I mention Chronic Fatigue Syndrome (CFS) many times on this website. The main focus of this website is Orthostatic Intolerance (OI) which often is one of the symptoms of Chronic Fatigue Syndrome (CFS). I have included links and more information about CFS and its relationship to OI on the Links and More page.
Yes, I wear the g-suit all day, both at home and when I go out. When I started wearing the g-suit in public, I was very self-conscious about it. It felt like everybody was looking at me and I had no idea what they were thinking. It seemed hard to go from a hidden illness to an obvious illness. When I considered not wearing the g-suit out, it was a very easy decision. It was working and I needed it. I found out that it does not even cross most people's minds that I am using the g-suit for an illness. They are usually thinking it is for something very athletic like rock climbing or skiing. The funniest question that I have been asked is, "Are you with the rodeo?" People that I have talked to are very interested and excited for me.
I am usually only asked about the g-suit by very outgoing people. This is what I tell them:
This is a g-suit that fighter pilots wear. I found out after many years of having a chronic illness that one of the problems is that my blood is not circulating properly. The air pressure of the g-suit on my legs and abdomen pushes blood up to my heart and brain and I can be out of bed and feeling better.
I am very happy when people ask me about the g-suit. People very rarely consider that it may be for an illness. Some know it is a g-suit but do not know why I wear it. Others think it is for weight loss, fashion, hiding a puppy, floating, or a knee brace. They usually think it is for something very athletic and depending on the season, guesses include pants for parachuting, rock climbing, horseback riding, rodeo, motorcycling, bicycling, flying, hunting, or skiing.
Yes, my mom and I wore our g-suits but did not set off the metal detector at the airport. Even though the g-suit did not set off the metal detector, we still had to be hand searched. (It does not hurt when they push on the air bladders.) We try to tell the security guards what the g-suits are and why we need to wear them. I have a prescription slip from my doctor that I carry with me to travel.

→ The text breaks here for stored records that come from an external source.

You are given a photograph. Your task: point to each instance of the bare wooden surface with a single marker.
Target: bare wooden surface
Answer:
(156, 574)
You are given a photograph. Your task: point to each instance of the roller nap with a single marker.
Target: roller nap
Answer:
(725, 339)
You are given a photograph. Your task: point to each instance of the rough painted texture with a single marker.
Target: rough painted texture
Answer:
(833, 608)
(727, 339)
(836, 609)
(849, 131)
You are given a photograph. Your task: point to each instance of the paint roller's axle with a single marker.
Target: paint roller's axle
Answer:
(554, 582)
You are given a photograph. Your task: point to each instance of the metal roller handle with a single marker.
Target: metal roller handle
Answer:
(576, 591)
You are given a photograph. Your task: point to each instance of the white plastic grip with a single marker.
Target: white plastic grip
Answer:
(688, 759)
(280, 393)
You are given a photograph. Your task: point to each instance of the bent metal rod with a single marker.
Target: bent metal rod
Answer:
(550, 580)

It says, "Must wear g-suit as medical device."
Yes, a g-suit is an anti-gravity garment worn by fighter pilots who fly high-performance aircraft like an F-16. When they are pulling positive G's, the suit inflates and prevents blood from pooling in their feet and legs which would cause them to lose consciousness. Fighter pilots wear a vest and special helmet, also. NASA astronauts also wear g-suits when they experience Orthostatic Intolerance (OI).
Fighter pilots experience so many G's that a g-suit, vest, and helmet are not enough to keep them safe. They need to also do an anti-G straining maneuver (AGSM). That involves tensing certain muscles in the legs and abdomen and using a special breathing technique.
Positive G's - positive G, +Gz, G-force, G forces, G's, Gs, G = gravity
Gravitational (G) forces are experienced on a roller coaster ride. At the bottom of the hill, several positive Gs (+Gz) push one back in the seat. It feels like several times one's body weight. It is usually not enough positive G forces to cause fainting in a healthy person. At the top of the hill, negative G forces lift one out of the seat and a feeling of weightlessness is experienced.